The young woman showed her a gold badge and a police identification card that made her a detective. A detective! How exciting. As the blonde restored the badge to a back pocket of her jeans, her blazer fell open on one side, and now a very large gun was on display in a shoulder holster.
Oh, this was simply marvelous. Mrs Buford was fairly giddy when she said, ‘Tell me it’s murder.’
‘Yes. Yes, it is.’
The old woman rose up on her toes, all atingle with anticipation, and when the young woman asked, ‘Wanna play?’ Mrs Buford replied, ‘Could I?’
Coco perched on a desk near the stairwell door and lectured Detective Gonzales on the terrible importance of toilet-seat locks. ‘The rats can get in that way. They swim up through the water in the toilet bowl. But if the seats are locked down, they just swim round and round till they drown.’
The lieutenant stood with Mallory and Riker on the squad-room side of the window, watching the action in the next room through the blinds. Via an open intercom, the three of them eavesdropped on a conversation between the people inside the not-so-private office, where the two civilians were on a first-name basis now, Annie and Charles.
The lady was not what Jack Coffey had expected, not the pretty trophy wife of a political up-and-comer. She looked so ordinary – if he discounted the fact that she was terrified.
Annie Mann held tight to the arms of her chair, so afraid that she might lift off into space. Despite the fear, she smiled when Charles Butler did. This new expression transformed her. No longer plain, she was all warmth and charm personified. Magnetic. It was almost a magic act. But the illusion was short-lived, and she shifted back into panic mode, eyes darting everywhere, on the lookout for danger in the corners of the room. And now she panted like a dog.
Charles perused the pharmacy stash from the woman’s purse, then selected a bottle and handed her a single pill. She popped it in her mouth and chomped it like a candy. When she was calm, he left her alone to join the covert observers on the other side of the office window.
Mallory looked through the blinds, staring at the woman as she spoke to the psychologist. ‘Is she crazy?’
‘No,’ said Charles. ‘Not at all.’
‘So she’s faking,’ said Riker.
‘Oh, no. I agree with Mrs Buford’s diagnosis. Annie’s genuinely phobic. She tells me she’s always been prone to panic attacks in social situations.’
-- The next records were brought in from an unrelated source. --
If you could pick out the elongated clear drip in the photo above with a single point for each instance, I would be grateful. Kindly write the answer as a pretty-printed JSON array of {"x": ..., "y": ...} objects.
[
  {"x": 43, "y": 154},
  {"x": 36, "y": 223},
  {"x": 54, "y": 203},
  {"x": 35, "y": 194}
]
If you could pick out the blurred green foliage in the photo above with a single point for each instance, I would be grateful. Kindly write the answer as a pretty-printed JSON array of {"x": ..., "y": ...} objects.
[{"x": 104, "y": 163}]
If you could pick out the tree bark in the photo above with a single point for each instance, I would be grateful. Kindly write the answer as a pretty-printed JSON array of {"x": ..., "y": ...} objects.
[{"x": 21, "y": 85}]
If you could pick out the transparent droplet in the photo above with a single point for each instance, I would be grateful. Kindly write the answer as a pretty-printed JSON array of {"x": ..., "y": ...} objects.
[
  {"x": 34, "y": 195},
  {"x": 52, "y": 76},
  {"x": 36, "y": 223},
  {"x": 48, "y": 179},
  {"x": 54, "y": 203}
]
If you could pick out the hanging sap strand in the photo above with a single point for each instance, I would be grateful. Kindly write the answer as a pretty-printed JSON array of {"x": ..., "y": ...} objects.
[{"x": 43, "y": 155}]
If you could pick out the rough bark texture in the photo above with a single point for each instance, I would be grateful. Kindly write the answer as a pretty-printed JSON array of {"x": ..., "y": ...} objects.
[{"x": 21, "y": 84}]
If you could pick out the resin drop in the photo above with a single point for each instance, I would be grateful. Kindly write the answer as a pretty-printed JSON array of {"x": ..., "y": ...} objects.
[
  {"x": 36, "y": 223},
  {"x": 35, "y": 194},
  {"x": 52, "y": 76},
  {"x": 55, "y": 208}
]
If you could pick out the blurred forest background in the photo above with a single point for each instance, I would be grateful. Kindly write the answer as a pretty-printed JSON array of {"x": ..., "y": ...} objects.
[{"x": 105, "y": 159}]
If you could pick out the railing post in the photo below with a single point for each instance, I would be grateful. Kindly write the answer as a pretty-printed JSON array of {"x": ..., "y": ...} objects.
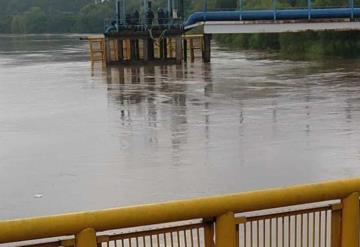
[
  {"x": 350, "y": 221},
  {"x": 86, "y": 238},
  {"x": 209, "y": 234},
  {"x": 336, "y": 225},
  {"x": 225, "y": 230}
]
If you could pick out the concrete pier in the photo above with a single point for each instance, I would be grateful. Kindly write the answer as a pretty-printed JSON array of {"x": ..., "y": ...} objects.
[{"x": 139, "y": 48}]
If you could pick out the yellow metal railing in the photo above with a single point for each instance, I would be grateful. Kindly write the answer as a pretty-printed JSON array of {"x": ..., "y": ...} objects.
[{"x": 222, "y": 221}]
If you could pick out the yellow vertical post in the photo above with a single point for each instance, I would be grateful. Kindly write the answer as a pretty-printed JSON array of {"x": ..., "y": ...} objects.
[
  {"x": 86, "y": 238},
  {"x": 336, "y": 225},
  {"x": 209, "y": 234},
  {"x": 225, "y": 230},
  {"x": 350, "y": 221}
]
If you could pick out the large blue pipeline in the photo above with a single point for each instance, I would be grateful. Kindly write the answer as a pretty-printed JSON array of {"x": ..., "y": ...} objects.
[{"x": 280, "y": 14}]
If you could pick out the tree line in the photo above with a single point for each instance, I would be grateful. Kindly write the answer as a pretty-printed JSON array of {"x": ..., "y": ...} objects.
[{"x": 53, "y": 16}]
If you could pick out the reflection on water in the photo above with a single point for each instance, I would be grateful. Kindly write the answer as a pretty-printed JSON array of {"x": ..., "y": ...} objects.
[{"x": 87, "y": 138}]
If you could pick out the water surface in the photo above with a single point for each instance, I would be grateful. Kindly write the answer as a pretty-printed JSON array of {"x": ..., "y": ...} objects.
[{"x": 73, "y": 137}]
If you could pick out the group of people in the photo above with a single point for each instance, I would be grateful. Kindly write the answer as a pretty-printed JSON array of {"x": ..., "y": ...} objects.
[{"x": 162, "y": 17}]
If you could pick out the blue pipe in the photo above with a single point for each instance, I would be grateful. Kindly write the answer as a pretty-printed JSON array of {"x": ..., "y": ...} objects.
[{"x": 257, "y": 15}]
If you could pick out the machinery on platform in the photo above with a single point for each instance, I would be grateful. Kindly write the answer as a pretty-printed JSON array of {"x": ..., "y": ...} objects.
[{"x": 146, "y": 18}]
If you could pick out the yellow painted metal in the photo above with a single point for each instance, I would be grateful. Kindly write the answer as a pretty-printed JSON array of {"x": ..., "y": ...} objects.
[
  {"x": 209, "y": 235},
  {"x": 207, "y": 207},
  {"x": 350, "y": 221},
  {"x": 225, "y": 230},
  {"x": 335, "y": 227},
  {"x": 86, "y": 238}
]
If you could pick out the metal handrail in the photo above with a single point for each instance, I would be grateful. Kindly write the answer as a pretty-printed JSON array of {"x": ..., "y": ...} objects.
[{"x": 206, "y": 207}]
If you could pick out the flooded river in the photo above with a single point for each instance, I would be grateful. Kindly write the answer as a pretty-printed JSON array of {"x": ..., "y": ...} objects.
[{"x": 73, "y": 137}]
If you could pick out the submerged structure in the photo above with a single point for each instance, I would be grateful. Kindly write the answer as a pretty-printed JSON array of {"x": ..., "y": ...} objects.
[{"x": 146, "y": 35}]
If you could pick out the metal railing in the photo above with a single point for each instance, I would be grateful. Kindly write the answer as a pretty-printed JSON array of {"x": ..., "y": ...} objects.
[{"x": 222, "y": 221}]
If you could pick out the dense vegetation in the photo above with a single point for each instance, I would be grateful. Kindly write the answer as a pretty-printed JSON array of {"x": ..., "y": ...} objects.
[{"x": 53, "y": 16}]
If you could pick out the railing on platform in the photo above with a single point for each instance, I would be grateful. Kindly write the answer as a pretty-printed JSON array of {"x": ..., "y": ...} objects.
[{"x": 313, "y": 215}]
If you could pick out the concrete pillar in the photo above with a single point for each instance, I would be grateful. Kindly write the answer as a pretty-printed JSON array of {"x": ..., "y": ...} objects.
[
  {"x": 206, "y": 52},
  {"x": 185, "y": 50},
  {"x": 178, "y": 49},
  {"x": 148, "y": 49},
  {"x": 133, "y": 53},
  {"x": 120, "y": 49}
]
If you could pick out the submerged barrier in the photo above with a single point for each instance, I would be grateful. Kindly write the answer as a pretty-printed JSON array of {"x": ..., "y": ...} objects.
[{"x": 222, "y": 221}]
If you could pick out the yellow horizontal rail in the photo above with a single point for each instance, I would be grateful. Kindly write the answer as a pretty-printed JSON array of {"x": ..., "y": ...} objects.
[{"x": 69, "y": 224}]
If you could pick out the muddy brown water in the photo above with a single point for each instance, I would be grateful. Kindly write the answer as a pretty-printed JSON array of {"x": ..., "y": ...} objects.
[{"x": 73, "y": 137}]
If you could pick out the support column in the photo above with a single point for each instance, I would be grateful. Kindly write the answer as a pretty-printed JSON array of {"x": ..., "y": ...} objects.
[
  {"x": 120, "y": 49},
  {"x": 185, "y": 50},
  {"x": 178, "y": 50},
  {"x": 192, "y": 51},
  {"x": 148, "y": 50},
  {"x": 350, "y": 221},
  {"x": 207, "y": 48},
  {"x": 86, "y": 238},
  {"x": 225, "y": 230},
  {"x": 133, "y": 53}
]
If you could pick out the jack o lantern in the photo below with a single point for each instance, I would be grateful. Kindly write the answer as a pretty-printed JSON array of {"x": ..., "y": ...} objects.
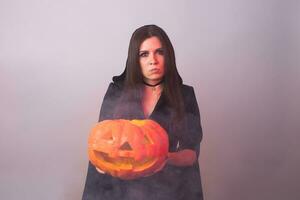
[{"x": 128, "y": 149}]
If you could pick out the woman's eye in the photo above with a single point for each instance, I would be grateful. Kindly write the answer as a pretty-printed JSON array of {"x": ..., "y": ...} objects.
[
  {"x": 160, "y": 52},
  {"x": 143, "y": 54}
]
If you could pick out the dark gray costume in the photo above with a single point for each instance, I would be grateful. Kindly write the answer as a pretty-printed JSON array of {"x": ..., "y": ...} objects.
[{"x": 171, "y": 183}]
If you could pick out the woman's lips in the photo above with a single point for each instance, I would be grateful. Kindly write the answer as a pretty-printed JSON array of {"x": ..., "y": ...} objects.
[{"x": 154, "y": 71}]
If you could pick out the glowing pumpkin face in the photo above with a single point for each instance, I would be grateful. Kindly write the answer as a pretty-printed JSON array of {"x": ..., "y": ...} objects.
[{"x": 128, "y": 149}]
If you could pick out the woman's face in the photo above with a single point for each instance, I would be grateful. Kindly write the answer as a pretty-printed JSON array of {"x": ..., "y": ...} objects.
[{"x": 152, "y": 61}]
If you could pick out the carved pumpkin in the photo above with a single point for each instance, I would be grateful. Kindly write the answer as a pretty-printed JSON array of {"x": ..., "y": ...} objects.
[{"x": 128, "y": 149}]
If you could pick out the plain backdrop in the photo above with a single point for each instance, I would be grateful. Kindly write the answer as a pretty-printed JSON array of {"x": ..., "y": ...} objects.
[{"x": 242, "y": 58}]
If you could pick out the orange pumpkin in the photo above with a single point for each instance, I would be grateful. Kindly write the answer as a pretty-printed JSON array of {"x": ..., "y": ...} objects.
[{"x": 128, "y": 149}]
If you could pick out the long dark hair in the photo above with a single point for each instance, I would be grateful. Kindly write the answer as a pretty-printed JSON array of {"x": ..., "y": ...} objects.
[{"x": 132, "y": 74}]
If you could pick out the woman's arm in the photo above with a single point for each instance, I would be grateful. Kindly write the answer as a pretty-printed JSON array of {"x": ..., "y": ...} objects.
[{"x": 186, "y": 157}]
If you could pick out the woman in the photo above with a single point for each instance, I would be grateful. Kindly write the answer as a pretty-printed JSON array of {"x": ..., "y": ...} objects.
[{"x": 151, "y": 87}]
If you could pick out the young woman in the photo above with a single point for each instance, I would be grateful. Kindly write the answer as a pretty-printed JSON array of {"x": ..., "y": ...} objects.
[{"x": 151, "y": 87}]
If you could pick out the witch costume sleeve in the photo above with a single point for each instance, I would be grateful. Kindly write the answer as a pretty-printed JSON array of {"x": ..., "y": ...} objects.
[{"x": 172, "y": 182}]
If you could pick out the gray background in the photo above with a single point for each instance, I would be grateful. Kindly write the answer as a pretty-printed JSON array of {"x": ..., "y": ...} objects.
[{"x": 242, "y": 57}]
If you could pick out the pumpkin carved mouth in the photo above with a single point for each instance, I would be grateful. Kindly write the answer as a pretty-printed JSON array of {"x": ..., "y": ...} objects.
[{"x": 128, "y": 149}]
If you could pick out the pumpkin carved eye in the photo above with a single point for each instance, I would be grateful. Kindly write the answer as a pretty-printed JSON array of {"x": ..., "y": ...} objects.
[{"x": 128, "y": 149}]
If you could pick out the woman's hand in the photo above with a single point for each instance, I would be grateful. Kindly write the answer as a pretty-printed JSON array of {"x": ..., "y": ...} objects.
[{"x": 186, "y": 157}]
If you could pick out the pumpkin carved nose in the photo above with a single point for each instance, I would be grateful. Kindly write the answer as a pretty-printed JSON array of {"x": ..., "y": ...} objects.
[{"x": 126, "y": 146}]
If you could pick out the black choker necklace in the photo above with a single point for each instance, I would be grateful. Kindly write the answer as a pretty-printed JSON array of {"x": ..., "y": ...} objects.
[{"x": 154, "y": 84}]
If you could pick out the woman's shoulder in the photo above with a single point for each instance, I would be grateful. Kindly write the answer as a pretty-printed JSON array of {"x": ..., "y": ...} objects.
[{"x": 187, "y": 89}]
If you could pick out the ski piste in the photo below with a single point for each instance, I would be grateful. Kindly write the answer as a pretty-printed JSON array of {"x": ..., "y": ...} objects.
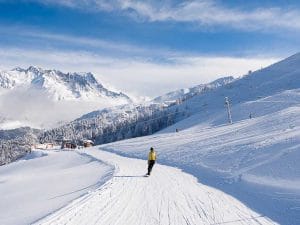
[{"x": 170, "y": 197}]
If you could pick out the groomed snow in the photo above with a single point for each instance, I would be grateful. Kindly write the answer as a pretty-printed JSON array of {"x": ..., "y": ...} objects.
[
  {"x": 255, "y": 160},
  {"x": 43, "y": 182},
  {"x": 168, "y": 196}
]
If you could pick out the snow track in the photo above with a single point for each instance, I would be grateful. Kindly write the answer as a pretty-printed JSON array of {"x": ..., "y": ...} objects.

The lieutenant and his detectives feigned interest in this, as if they had not been privy to every word. And now, with the mistaken idea that they were actually interested, Charles continued. ‘Well, that’s how agoraphobia begins. In the early stages, Annie was quite functional. Hospitals were her primary safety zones – areas of competence and confidence for a nurse.’
‘She hasn’t worked for fifteen years,’ said Jack Coffey, in a game attempt to speed this along.
‘And during that time,’ said the man with no short answers, ‘the rest of her safety zones also dwindled. She’s afraid of having panic attacks in public areas. Over the years, she’s avoided a growing list of such places. And finally, she had nowhere to go. Then there’s the additional reinforcement of long-term confinement. She hasn’t left her apartment since they moved in.’
‘We saw you give her that pill.’ Mallory said this as if accusing him of drug trafficking.
‘A very mild sedative,’ said Charles. ‘She was badly frightened – about a minute away from meltdown. I assume you want her coherent?’
‘Legally coherent,’ said Coffey. ‘Is that woman stoned?’
‘No, I’d say she’s more clearheaded now.’
‘That’s all we need to know.’ The lieutenant signaled Detective Janos, who entered the office and led Annie Mann outside to the squad room and down the hall to a place for less genteel conversation.
‘Rats have agoraphobia, too,’ said a small voice closer to the floor.
Four people looked down to see that Coco had ditched her babysitting detective, and she was not smiling anymore.